Open Science requires cross-sector participation and engagement from government entities, health care stakeholders, researchers, and the public. As part of their efforts to evangelize data-sharing, CDOs should consider engaging the broader community by stoking genuine interest and appreciation of the crucial role data-sharing plays in science and innovation and the benefits every player can gain from it.
One way of engaging health care stakeholders and scientists is by giving them access to appropriate government data and tools so that they can begin using shared data and seeing its value for themselves. Another way is to seek innovative solutions to health and scientific challenges using community engagement models such as code-a-thons, contests, and crowdsourcing.12 CDOs can also encourage the general public to ensure that their data contributes to Open Science by educating them on how they can—directly or through patient advocacy organizations—encourage researchers and clinicians to share the data they collect. Lastly, with private individuals increasingly generating large volumes of valuable health data through wearables and mobile devices, CDOs can help such individuals understand how they could best share this data with researchers.

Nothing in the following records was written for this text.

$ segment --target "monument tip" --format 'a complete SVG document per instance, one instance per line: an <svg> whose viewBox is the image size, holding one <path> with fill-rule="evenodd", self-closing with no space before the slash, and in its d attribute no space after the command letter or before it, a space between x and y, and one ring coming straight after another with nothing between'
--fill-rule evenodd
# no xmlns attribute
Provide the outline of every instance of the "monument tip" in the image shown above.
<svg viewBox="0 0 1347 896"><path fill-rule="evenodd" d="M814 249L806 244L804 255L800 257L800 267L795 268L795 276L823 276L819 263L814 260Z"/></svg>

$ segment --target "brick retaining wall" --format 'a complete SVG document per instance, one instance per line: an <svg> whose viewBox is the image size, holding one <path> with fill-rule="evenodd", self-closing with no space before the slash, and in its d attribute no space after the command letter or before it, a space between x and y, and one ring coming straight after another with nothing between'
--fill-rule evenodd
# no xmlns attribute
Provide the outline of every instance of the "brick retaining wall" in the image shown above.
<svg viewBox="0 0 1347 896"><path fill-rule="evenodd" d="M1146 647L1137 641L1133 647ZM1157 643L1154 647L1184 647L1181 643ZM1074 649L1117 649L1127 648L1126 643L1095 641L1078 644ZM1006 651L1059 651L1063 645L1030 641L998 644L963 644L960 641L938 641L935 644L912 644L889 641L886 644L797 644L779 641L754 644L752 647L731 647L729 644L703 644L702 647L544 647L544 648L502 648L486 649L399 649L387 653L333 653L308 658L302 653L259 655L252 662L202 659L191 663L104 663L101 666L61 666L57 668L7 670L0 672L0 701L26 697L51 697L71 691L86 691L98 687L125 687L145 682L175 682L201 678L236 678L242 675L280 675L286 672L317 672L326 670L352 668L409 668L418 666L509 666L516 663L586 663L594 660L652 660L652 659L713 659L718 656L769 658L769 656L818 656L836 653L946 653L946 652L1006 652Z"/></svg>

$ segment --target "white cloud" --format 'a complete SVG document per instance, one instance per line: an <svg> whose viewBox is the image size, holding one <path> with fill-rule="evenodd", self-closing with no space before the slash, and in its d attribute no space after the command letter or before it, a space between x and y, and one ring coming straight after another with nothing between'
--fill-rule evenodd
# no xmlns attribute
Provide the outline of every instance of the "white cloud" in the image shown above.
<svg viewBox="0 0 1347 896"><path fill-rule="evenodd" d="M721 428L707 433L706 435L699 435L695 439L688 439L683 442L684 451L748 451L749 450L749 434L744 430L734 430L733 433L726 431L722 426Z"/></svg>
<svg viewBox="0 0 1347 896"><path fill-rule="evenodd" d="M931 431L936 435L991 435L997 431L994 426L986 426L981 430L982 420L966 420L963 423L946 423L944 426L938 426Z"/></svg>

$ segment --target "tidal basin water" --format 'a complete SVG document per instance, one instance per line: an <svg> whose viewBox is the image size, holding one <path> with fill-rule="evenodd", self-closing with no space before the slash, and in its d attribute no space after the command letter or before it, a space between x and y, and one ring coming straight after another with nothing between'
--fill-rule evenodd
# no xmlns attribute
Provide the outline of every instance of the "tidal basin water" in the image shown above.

The proliferation of digital health data, coupled with advanced computational capacity and interoperable platforms such as Data Commons, gives society the basic tools to practice Open Science in health care research. However, making Open Science a reality will require all health care stakeholders, including ordinary citizens, to participate.13
Government CDOs can accelerate the spread of Open Science in several ways. They can establish policies and governance principles that encourage data-sharing. They can conduct education, outreach, and community engagement efforts to help stakeholders understand why and how to share data and to encourage them to do so. And they can serve as role models by making their own agencies’ data available for appropriate public use.

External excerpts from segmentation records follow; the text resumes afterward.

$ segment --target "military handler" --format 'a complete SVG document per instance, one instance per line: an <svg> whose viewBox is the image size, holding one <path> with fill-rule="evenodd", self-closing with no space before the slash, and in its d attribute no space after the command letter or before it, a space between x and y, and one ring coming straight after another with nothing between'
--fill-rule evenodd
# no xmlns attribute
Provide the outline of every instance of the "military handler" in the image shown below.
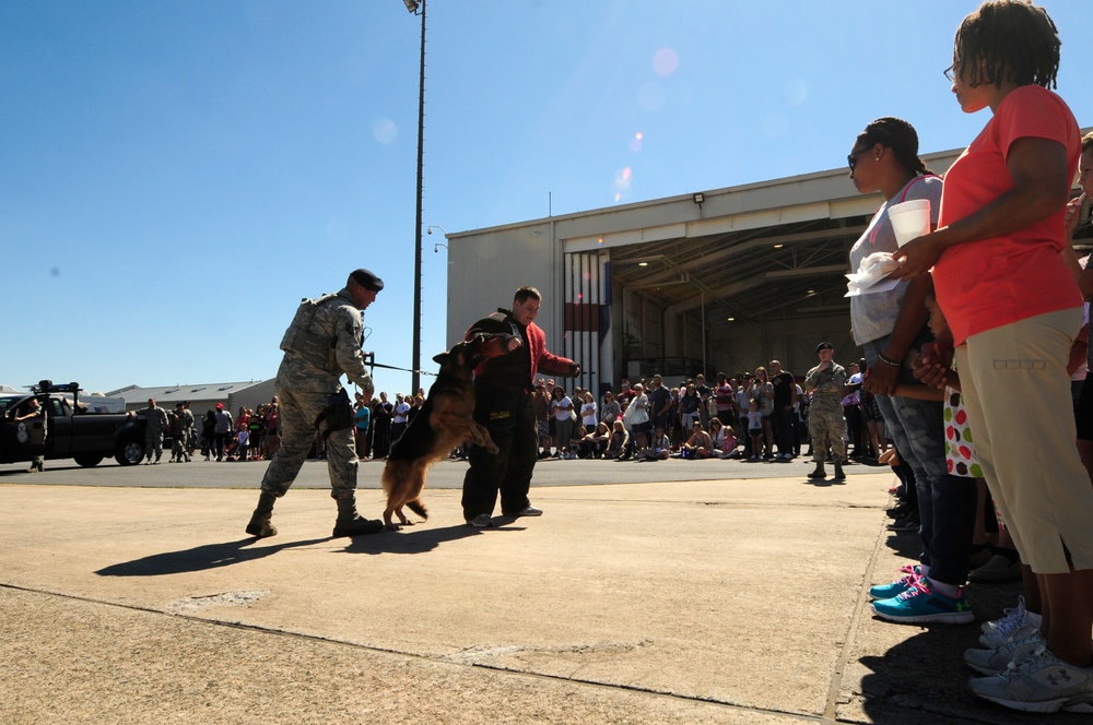
<svg viewBox="0 0 1093 725"><path fill-rule="evenodd" d="M277 534L270 523L273 504L296 479L316 430L326 438L330 496L338 502L333 535L383 531L381 521L364 519L356 512L359 460L353 447L353 406L340 382L344 373L366 399L372 397L375 388L361 353L361 312L383 288L383 280L375 274L356 270L337 295L305 299L296 310L281 341L284 358L274 382L281 447L266 470L258 508L247 524L248 534Z"/></svg>
<svg viewBox="0 0 1093 725"><path fill-rule="evenodd" d="M815 471L809 478L826 478L823 462L831 447L835 463L835 480L843 480L843 462L846 461L846 420L843 418L843 385L846 383L846 370L832 358L835 348L831 343L816 345L820 365L809 370L804 376L804 390L812 392L812 403L809 405L809 436L812 437L812 460L816 462Z"/></svg>
<svg viewBox="0 0 1093 725"><path fill-rule="evenodd" d="M478 348L486 359L474 370L474 420L490 430L501 449L494 454L481 445L470 447L471 465L463 477L463 520L478 528L493 525L498 490L503 515L542 515L528 500L539 457L531 404L536 373L542 370L575 378L580 366L546 350L546 335L534 323L541 300L534 287L520 287L512 310L498 309L467 331L467 340L486 336Z"/></svg>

Like all important movements, Open Science will likely face ongoing challenges. Those at the helm will need to balance the opportunities it provides with the inherent risks, including those related to data privacy and security. Of all the stakeholders in scientific discovery, government CDOs may be among the best placed to help society sort through these opportunities and risks. As public servants, they have every incentive to embrace a leadership role in promoting Open Science for the common good.